SAGE-Music: Low-Latency Symbolic Music Generation via Attribute-Specialized Key-Value Head Sharing
2510.00395v1
cs.SD, cs.AI, cs.LG, eess.AS
2025-10-04
Авторы:
Jiaye Tan, Haonan Luo, Linfeng Song, Shuaiqi Chen, Yishan Lyu, Zian Zhong, Roujia Wang, Daniel Jiang, Haoran Zhang, Jiaming Bai, Haoran Cheng, Q. Vera Liao, Hao-Wen Dong
Abstract
Low-latency symbolic music generation is essential for real-time
improvisation and human-AI co-creation. Existing transformer-based models,
however, face a trade-off between inference speed and musical quality.

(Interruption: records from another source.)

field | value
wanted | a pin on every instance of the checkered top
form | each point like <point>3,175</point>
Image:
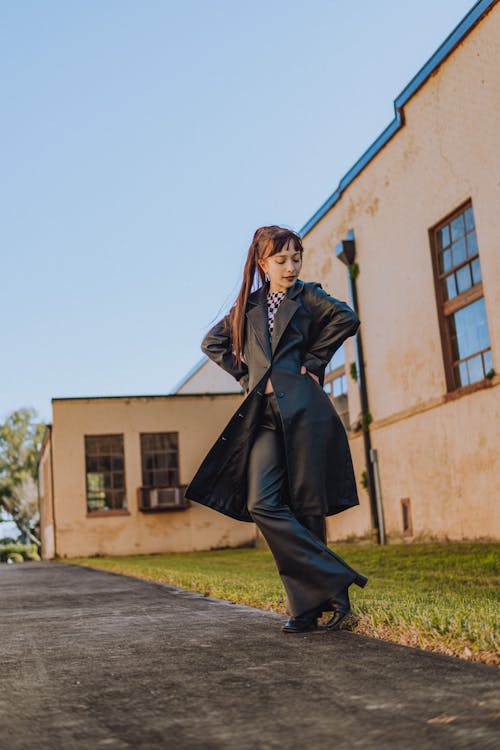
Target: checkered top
<point>273,302</point>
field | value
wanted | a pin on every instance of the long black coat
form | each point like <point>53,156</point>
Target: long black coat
<point>309,326</point>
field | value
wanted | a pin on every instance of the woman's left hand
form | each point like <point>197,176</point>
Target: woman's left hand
<point>303,370</point>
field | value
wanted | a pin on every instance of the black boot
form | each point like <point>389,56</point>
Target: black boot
<point>302,623</point>
<point>341,610</point>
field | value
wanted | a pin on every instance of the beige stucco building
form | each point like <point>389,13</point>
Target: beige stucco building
<point>422,205</point>
<point>103,460</point>
<point>420,209</point>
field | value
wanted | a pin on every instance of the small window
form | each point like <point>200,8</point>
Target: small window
<point>105,473</point>
<point>459,292</point>
<point>160,459</point>
<point>335,385</point>
<point>406,517</point>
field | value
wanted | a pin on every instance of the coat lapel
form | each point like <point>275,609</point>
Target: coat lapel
<point>257,315</point>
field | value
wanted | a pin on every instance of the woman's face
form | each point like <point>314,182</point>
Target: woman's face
<point>283,267</point>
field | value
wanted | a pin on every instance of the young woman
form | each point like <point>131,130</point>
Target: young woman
<point>283,459</point>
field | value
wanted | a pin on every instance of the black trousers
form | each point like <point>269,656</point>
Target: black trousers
<point>311,573</point>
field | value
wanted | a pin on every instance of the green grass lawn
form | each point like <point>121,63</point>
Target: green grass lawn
<point>441,597</point>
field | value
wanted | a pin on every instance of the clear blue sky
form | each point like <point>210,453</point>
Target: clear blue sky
<point>142,145</point>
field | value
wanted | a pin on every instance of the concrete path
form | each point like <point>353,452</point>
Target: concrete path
<point>95,660</point>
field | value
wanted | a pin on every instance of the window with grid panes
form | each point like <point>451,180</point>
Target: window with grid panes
<point>160,459</point>
<point>335,385</point>
<point>459,290</point>
<point>105,473</point>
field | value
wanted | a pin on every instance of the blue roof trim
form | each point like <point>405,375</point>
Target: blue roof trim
<point>186,377</point>
<point>451,41</point>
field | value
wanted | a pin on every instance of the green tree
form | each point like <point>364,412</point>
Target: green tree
<point>20,442</point>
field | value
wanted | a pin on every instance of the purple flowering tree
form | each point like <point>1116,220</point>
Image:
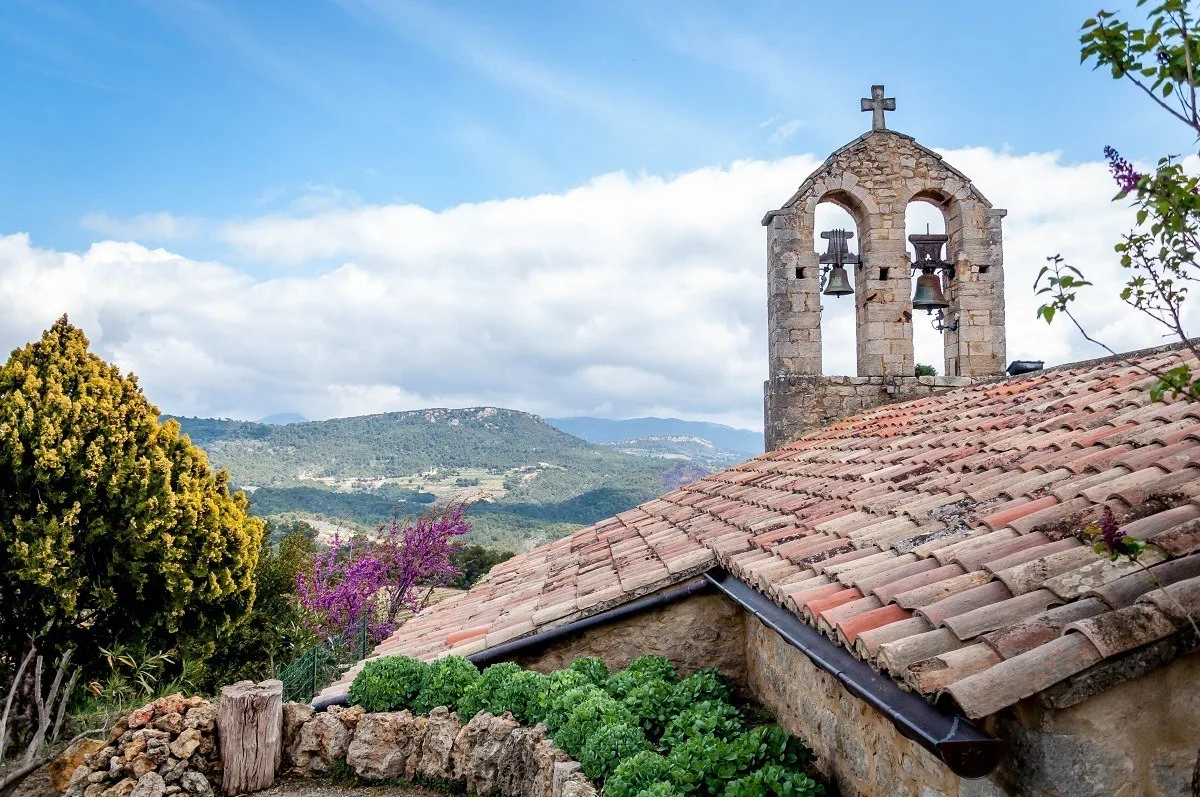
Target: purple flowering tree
<point>375,580</point>
<point>1161,252</point>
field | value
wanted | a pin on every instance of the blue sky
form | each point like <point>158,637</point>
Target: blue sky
<point>341,207</point>
<point>231,109</point>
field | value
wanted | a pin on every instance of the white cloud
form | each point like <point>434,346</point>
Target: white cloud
<point>785,131</point>
<point>628,295</point>
<point>159,227</point>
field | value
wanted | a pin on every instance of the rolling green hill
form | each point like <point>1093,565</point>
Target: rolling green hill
<point>525,481</point>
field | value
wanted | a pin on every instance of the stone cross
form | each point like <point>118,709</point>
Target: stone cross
<point>877,105</point>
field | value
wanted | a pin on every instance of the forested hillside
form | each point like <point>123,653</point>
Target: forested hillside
<point>525,481</point>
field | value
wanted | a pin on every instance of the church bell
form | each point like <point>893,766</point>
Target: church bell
<point>838,285</point>
<point>929,293</point>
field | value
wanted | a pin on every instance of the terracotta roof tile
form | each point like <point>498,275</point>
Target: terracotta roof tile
<point>964,507</point>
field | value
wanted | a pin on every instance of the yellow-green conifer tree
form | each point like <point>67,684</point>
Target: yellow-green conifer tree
<point>113,527</point>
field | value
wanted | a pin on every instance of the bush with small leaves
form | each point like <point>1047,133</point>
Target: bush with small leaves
<point>594,669</point>
<point>653,666</point>
<point>774,780</point>
<point>637,773</point>
<point>708,718</point>
<point>562,706</point>
<point>479,694</point>
<point>388,684</point>
<point>522,695</point>
<point>653,702</point>
<point>587,718</point>
<point>609,747</point>
<point>444,683</point>
<point>772,744</point>
<point>701,685</point>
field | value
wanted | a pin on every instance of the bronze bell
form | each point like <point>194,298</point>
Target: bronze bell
<point>838,285</point>
<point>929,293</point>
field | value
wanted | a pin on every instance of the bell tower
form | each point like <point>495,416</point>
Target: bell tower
<point>959,280</point>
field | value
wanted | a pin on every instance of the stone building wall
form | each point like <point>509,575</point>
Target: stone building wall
<point>797,403</point>
<point>1137,737</point>
<point>701,631</point>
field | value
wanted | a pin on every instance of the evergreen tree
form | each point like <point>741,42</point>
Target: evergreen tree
<point>113,527</point>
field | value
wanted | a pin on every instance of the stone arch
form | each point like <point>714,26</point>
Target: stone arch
<point>875,177</point>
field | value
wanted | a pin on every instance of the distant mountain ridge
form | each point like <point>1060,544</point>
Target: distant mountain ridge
<point>604,430</point>
<point>525,480</point>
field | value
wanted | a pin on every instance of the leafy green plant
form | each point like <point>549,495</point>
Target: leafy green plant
<point>701,685</point>
<point>653,702</point>
<point>609,747</point>
<point>661,789</point>
<point>444,683</point>
<point>389,683</point>
<point>592,667</point>
<point>703,763</point>
<point>522,695</point>
<point>709,718</point>
<point>774,780</point>
<point>622,683</point>
<point>636,774</point>
<point>587,718</point>
<point>479,694</point>
<point>772,744</point>
<point>561,707</point>
<point>653,666</point>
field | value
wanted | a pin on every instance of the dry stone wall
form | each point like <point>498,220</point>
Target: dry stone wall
<point>489,755</point>
<point>165,748</point>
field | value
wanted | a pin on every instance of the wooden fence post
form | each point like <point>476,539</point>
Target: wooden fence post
<point>250,727</point>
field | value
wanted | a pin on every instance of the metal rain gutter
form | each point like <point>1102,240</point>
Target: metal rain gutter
<point>516,647</point>
<point>654,600</point>
<point>967,750</point>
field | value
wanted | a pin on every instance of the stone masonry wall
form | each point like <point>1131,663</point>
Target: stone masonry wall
<point>874,178</point>
<point>797,403</point>
<point>1137,737</point>
<point>701,631</point>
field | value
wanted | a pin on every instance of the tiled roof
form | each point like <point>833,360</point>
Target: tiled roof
<point>934,538</point>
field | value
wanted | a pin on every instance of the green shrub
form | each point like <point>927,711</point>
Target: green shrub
<point>709,718</point>
<point>777,780</point>
<point>702,765</point>
<point>772,744</point>
<point>479,694</point>
<point>653,702</point>
<point>622,683</point>
<point>587,718</point>
<point>661,789</point>
<point>444,683</point>
<point>594,669</point>
<point>701,685</point>
<point>636,774</point>
<point>609,747</point>
<point>522,694</point>
<point>388,684</point>
<point>557,684</point>
<point>562,706</point>
<point>653,666</point>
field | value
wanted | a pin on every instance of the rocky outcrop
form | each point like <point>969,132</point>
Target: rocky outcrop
<point>165,748</point>
<point>489,755</point>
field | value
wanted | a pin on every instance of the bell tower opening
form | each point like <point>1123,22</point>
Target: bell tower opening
<point>924,215</point>
<point>838,316</point>
<point>843,288</point>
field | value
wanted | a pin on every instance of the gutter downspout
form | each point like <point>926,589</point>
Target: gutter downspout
<point>967,750</point>
<point>696,586</point>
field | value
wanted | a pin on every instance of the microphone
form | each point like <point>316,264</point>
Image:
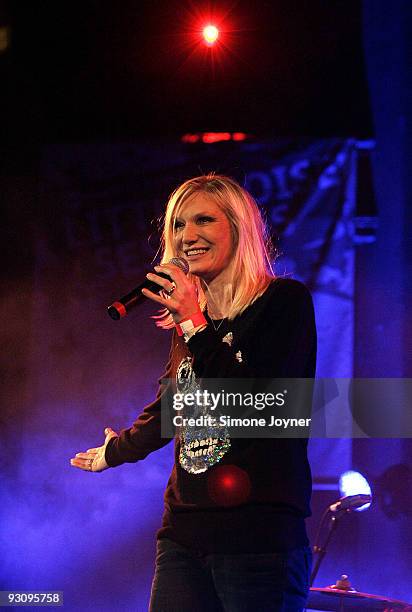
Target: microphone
<point>350,502</point>
<point>124,305</point>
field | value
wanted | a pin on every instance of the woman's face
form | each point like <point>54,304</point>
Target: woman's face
<point>203,236</point>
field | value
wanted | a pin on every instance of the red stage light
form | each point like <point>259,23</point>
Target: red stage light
<point>229,485</point>
<point>210,34</point>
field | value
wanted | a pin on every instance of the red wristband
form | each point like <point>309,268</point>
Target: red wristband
<point>190,323</point>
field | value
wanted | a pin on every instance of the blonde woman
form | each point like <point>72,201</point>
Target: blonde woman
<point>233,531</point>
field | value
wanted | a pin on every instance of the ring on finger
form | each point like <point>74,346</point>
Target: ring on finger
<point>170,291</point>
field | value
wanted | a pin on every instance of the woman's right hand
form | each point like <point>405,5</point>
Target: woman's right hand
<point>93,459</point>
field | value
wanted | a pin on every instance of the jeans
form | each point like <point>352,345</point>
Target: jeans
<point>188,581</point>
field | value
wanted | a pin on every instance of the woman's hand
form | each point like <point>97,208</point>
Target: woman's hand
<point>93,459</point>
<point>182,302</point>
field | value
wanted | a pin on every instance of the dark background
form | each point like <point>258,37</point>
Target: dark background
<point>138,68</point>
<point>137,71</point>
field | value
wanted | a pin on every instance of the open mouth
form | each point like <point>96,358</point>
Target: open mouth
<point>190,253</point>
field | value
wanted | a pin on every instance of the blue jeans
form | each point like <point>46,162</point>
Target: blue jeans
<point>187,581</point>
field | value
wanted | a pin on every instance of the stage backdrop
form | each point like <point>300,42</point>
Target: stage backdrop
<point>96,223</point>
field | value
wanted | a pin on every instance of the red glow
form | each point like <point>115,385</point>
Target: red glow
<point>210,34</point>
<point>210,137</point>
<point>229,485</point>
<point>239,136</point>
<point>190,138</point>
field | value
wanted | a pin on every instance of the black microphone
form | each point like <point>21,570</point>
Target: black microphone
<point>350,502</point>
<point>124,305</point>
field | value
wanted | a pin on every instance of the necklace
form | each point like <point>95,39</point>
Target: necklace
<point>216,328</point>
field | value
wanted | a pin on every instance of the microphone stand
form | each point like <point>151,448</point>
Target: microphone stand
<point>320,551</point>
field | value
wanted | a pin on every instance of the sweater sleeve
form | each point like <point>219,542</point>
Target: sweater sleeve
<point>144,436</point>
<point>284,335</point>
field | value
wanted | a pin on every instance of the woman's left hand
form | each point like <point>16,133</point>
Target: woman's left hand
<point>182,302</point>
<point>93,460</point>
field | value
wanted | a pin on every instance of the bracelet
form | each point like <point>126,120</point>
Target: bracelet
<point>190,323</point>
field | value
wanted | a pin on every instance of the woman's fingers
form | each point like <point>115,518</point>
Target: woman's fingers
<point>158,299</point>
<point>163,282</point>
<point>87,455</point>
<point>175,273</point>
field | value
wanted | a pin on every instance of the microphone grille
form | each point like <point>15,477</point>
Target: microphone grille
<point>181,263</point>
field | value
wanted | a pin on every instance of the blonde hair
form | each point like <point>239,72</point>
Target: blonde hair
<point>252,270</point>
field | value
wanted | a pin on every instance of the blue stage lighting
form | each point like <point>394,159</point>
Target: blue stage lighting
<point>354,483</point>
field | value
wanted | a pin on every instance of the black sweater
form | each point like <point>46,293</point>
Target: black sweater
<point>276,337</point>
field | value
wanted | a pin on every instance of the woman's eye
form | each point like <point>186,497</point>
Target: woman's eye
<point>205,219</point>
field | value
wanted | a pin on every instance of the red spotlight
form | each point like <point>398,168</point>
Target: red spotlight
<point>210,34</point>
<point>229,485</point>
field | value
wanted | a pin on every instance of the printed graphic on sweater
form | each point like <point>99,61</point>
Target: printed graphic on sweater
<point>200,447</point>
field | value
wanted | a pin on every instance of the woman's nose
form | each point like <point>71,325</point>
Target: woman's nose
<point>190,233</point>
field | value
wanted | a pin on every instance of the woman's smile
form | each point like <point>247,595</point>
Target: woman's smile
<point>203,236</point>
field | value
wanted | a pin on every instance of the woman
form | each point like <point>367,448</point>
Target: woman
<point>233,534</point>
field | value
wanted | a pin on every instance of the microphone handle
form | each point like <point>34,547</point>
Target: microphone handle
<point>124,305</point>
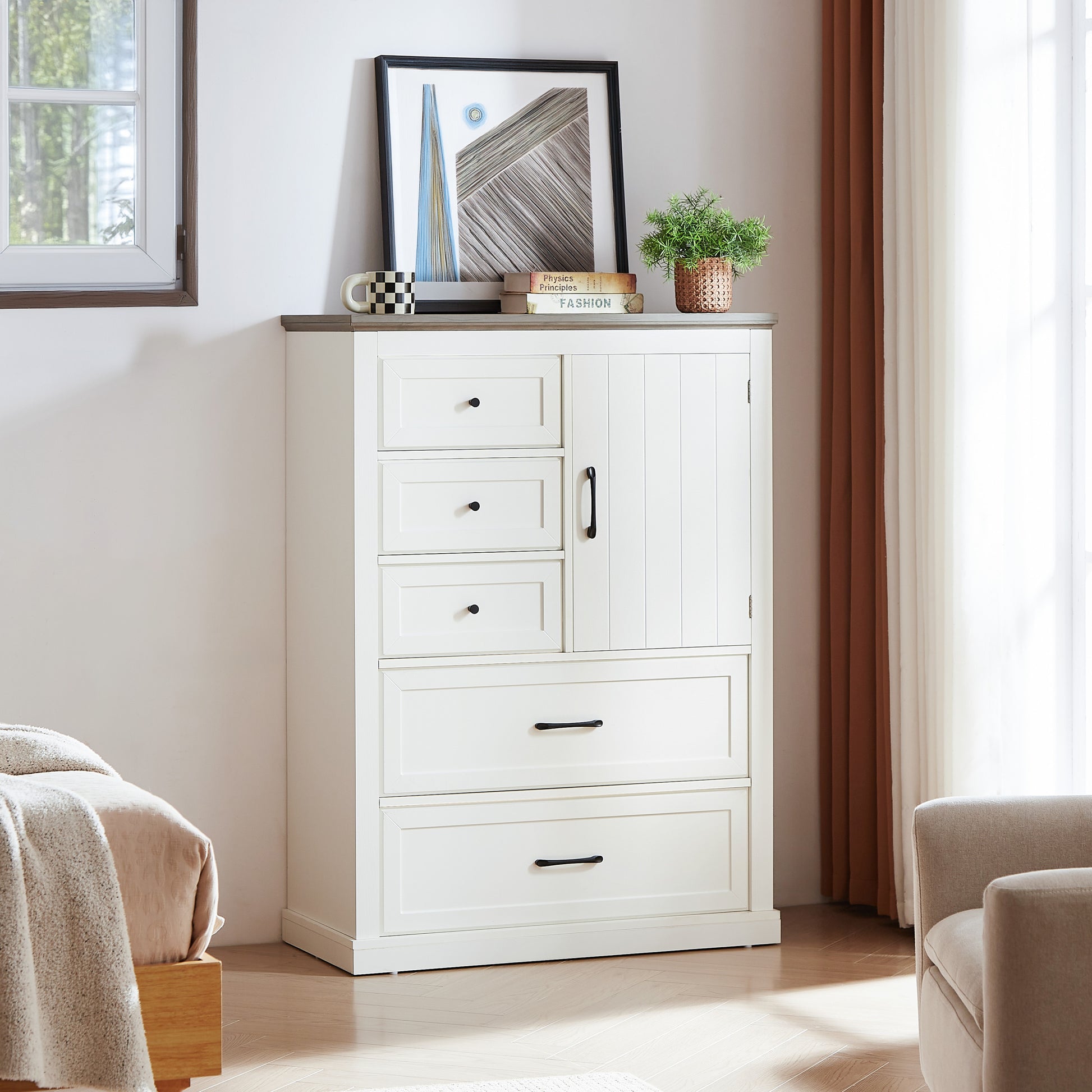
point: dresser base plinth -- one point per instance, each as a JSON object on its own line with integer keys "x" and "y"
{"x": 530, "y": 944}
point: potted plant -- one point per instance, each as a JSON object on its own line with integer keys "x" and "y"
{"x": 703, "y": 247}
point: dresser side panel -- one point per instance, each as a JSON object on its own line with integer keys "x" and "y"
{"x": 322, "y": 671}
{"x": 761, "y": 675}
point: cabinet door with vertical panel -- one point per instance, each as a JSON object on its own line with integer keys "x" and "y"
{"x": 662, "y": 443}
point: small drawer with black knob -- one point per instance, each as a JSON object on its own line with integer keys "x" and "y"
{"x": 471, "y": 402}
{"x": 482, "y": 728}
{"x": 457, "y": 607}
{"x": 436, "y": 506}
{"x": 578, "y": 856}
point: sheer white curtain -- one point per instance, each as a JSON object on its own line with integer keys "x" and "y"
{"x": 984, "y": 401}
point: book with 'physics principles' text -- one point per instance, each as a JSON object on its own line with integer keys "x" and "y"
{"x": 570, "y": 282}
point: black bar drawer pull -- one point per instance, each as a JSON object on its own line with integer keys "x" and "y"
{"x": 546, "y": 727}
{"x": 549, "y": 863}
{"x": 591, "y": 478}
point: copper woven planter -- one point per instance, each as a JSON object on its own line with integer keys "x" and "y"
{"x": 705, "y": 288}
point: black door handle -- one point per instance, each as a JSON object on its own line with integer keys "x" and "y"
{"x": 549, "y": 863}
{"x": 591, "y": 478}
{"x": 546, "y": 727}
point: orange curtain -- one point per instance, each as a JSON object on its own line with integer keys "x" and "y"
{"x": 855, "y": 737}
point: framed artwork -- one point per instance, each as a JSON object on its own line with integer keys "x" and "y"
{"x": 496, "y": 166}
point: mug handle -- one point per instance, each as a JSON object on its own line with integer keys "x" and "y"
{"x": 347, "y": 285}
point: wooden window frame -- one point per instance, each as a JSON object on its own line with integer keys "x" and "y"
{"x": 186, "y": 294}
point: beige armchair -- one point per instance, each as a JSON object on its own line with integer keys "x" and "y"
{"x": 1004, "y": 936}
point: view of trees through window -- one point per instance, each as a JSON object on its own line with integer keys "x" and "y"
{"x": 72, "y": 113}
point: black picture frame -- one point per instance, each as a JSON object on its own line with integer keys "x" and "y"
{"x": 384, "y": 66}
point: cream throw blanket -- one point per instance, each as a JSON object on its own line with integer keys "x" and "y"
{"x": 69, "y": 1008}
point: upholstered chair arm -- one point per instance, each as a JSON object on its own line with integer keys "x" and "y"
{"x": 1038, "y": 982}
{"x": 961, "y": 845}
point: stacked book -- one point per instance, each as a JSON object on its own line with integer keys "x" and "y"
{"x": 571, "y": 294}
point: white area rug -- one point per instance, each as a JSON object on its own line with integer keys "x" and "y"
{"x": 580, "y": 1082}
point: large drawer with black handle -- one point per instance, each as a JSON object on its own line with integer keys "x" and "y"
{"x": 579, "y": 722}
{"x": 572, "y": 857}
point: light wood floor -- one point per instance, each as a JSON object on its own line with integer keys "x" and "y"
{"x": 831, "y": 1008}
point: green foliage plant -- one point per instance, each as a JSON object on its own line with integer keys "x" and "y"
{"x": 694, "y": 227}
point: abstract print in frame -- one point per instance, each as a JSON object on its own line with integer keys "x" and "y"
{"x": 490, "y": 166}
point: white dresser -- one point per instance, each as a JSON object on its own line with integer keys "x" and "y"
{"x": 529, "y": 611}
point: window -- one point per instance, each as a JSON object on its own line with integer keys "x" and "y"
{"x": 98, "y": 153}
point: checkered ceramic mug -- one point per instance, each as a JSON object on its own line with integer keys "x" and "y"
{"x": 387, "y": 292}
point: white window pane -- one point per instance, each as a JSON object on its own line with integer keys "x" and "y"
{"x": 71, "y": 177}
{"x": 71, "y": 44}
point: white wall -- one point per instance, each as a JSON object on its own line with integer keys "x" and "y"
{"x": 142, "y": 451}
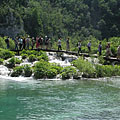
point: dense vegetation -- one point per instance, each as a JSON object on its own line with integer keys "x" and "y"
{"x": 76, "y": 18}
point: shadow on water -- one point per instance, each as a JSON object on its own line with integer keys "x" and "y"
{"x": 60, "y": 100}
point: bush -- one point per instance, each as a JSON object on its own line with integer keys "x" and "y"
{"x": 1, "y": 61}
{"x": 51, "y": 73}
{"x": 56, "y": 67}
{"x": 24, "y": 56}
{"x": 27, "y": 71}
{"x": 5, "y": 54}
{"x": 2, "y": 43}
{"x": 11, "y": 63}
{"x": 107, "y": 70}
{"x": 40, "y": 69}
{"x": 85, "y": 67}
{"x": 32, "y": 58}
{"x": 68, "y": 72}
{"x": 17, "y": 71}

Traditional acceleration techniques such as embedding pooling significantly
degrade quality, while recently proposed Byte Pair Encoding (BPE) methods -
though effective on single-track piano data - suffer large performance drops in
multi-track settings, as revealed by our analysis. We propose
Attribute-Specialized Key-Value Head Sharing (AS-KVHS), adapted to music's
structured symbolic representation, achieving about 30% inference speedup with
only a negligible (about 0.4%) quality drop in objective evaluations and slight
improvements in subjective listening tests. Our main contributions are (1) the
first systematic study of BPE's generalizability in multi-track symbolic music,
and (2) the introduction of AS-KVHS for low-latency symbolic music generation.
Beyond these, we also release SAGE-Music, an open-source benchmark that matches
or surpasses state-of-the-art models in generation quality.